Muitos dos meandros da contestação ao Estado Novo em Vouzela viviam-se, à noite, na cave da Pensão Marques, também conhecida como Cova Funda, estando sempre presente o receio da visita da PIDE ou de informadores, que ficavam ao portão a escutar e a ver quem saía.

O espaço era gerido por Alice de Jesus Marques, mãe de Raquel Ferreira. Já o seu pai, José Maria Ferreira, era proprietário da Pensão Jardim e da mercearia Pérola de Lafões, e tinha aspirações políticas, que o levaram a exercer funções em diversos órgãos autárquicos, pelo PCP, MDP e CDU.

A Pensão Marques era um centro de confluência de vivências, com gente de diversos locais do país, o que fez com que Raquel Ferreira crescesse com uma maior consciencialização social.

A sua infância foi, no entanto, marcada pelo rigor. Na escola primária, por exemplo, além de rezar-se diariamente nas aulas, o crucifixo e a fotografia de Salazar e de Américo Tomás estavam presentes, bem como a filosofia inerente ao Estado Novo: Deus, Pátria, Autoridade.

Já no alvor do 25 de abril de 1974, aos 17 anos, frequentava o 11º ano na Secção Liceal, em São Pedro do Sul. E se em casa não se apercebeu de nada, os primeiros ecos da revolução chegaram no autocarro, a caminho da escola, onde os professores, muito “elucidativos”, explicaram a situação. “A preocupação deu lugar ao conhecimento”, conta, recordando que se seguiram momentos de grandes encontros, Reuniões Gerais de Alunos e saneamento de professores.
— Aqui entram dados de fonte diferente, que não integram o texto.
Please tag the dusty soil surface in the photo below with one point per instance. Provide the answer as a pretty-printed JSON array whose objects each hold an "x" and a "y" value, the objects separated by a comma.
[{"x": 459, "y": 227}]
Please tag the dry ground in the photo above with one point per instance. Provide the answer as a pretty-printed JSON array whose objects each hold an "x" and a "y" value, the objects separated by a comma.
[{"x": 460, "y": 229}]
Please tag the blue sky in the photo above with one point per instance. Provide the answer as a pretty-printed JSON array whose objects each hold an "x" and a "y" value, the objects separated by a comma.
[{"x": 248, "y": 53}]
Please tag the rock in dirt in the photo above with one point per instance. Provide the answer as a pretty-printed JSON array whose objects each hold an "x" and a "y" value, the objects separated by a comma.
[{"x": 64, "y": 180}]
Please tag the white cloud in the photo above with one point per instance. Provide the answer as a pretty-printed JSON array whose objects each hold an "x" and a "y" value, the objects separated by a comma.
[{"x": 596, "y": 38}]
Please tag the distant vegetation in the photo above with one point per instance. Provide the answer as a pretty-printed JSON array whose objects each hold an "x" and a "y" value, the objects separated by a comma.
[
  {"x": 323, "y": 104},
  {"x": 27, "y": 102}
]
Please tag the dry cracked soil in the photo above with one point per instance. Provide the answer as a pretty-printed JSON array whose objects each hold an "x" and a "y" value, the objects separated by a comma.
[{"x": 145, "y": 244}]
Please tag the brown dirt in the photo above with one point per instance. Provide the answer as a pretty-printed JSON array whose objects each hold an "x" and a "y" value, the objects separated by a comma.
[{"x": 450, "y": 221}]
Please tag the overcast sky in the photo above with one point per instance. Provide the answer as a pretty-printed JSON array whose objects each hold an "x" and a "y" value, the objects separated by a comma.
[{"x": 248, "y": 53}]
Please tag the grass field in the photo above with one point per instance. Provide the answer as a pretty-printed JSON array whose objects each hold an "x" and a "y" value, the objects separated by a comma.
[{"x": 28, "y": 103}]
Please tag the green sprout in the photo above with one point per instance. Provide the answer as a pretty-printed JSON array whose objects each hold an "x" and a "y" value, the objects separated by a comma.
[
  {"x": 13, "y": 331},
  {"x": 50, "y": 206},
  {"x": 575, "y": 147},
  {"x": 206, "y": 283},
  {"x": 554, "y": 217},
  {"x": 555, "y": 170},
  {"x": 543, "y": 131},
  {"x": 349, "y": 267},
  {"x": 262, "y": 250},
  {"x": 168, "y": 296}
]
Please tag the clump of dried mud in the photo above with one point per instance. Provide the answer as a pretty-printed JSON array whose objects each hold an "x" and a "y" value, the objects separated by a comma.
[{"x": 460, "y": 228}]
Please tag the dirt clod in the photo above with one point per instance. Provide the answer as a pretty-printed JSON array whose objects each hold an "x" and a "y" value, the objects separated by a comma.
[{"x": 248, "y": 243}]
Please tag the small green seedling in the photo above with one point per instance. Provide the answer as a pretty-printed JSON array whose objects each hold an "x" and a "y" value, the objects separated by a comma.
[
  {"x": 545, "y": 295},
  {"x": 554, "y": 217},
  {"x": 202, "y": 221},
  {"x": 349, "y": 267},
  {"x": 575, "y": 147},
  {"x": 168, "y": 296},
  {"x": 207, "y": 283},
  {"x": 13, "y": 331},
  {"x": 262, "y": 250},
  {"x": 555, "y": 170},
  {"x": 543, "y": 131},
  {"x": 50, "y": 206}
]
“A consciência política ficou mais arreigada” com as reuniões que o grupo de jovens fazia na sede do Movimento de Esquerda Socialista e a primeira comemoração do 1º de Maio, em Vouzela, com gente de todas as idades a juntar-se na Alameda, manifestos a serem lidos, cânticos e muita vibração no ar.

O ato de rebelião contra a Comissão Administrativa – em que se gritaram palavras de ordem como “A Câmara é do Povo, não é de Moscovo” –, a vinda do Movimento das Forças Armadas, que também se alojava na Pensão, as saídas à noite para colar cartazes, os comícios e as reuniões também marcaram este período.

Já na escola, destaca “a abertura para falar à vontade, a relação mais próxima entre professores e alunos, a politização e a sensibilização para a política”, que passou para a sua vida pessoal. Raquel Ferreira já participou nas eleições de 1976 e começou logo a ficar nas mesas de voto, assumindo um papel de cidadania ativo. Sem nunca se filiar, passou pela Assembleia e Junta de Freguesia de Vouzela e pela Câmara e Assembleia Municipal.

“Quem vive sente de uma forma diferente. Há 50 tinha a perceção de que as desigualdades e as injustiças sociais iriam esbater-se. Era tempo de estarmos noutro nível e patamar. Foi por isso que lutámos e continuamos a lutar”, sustenta, defendendo tratar-se de “um desafio comum”.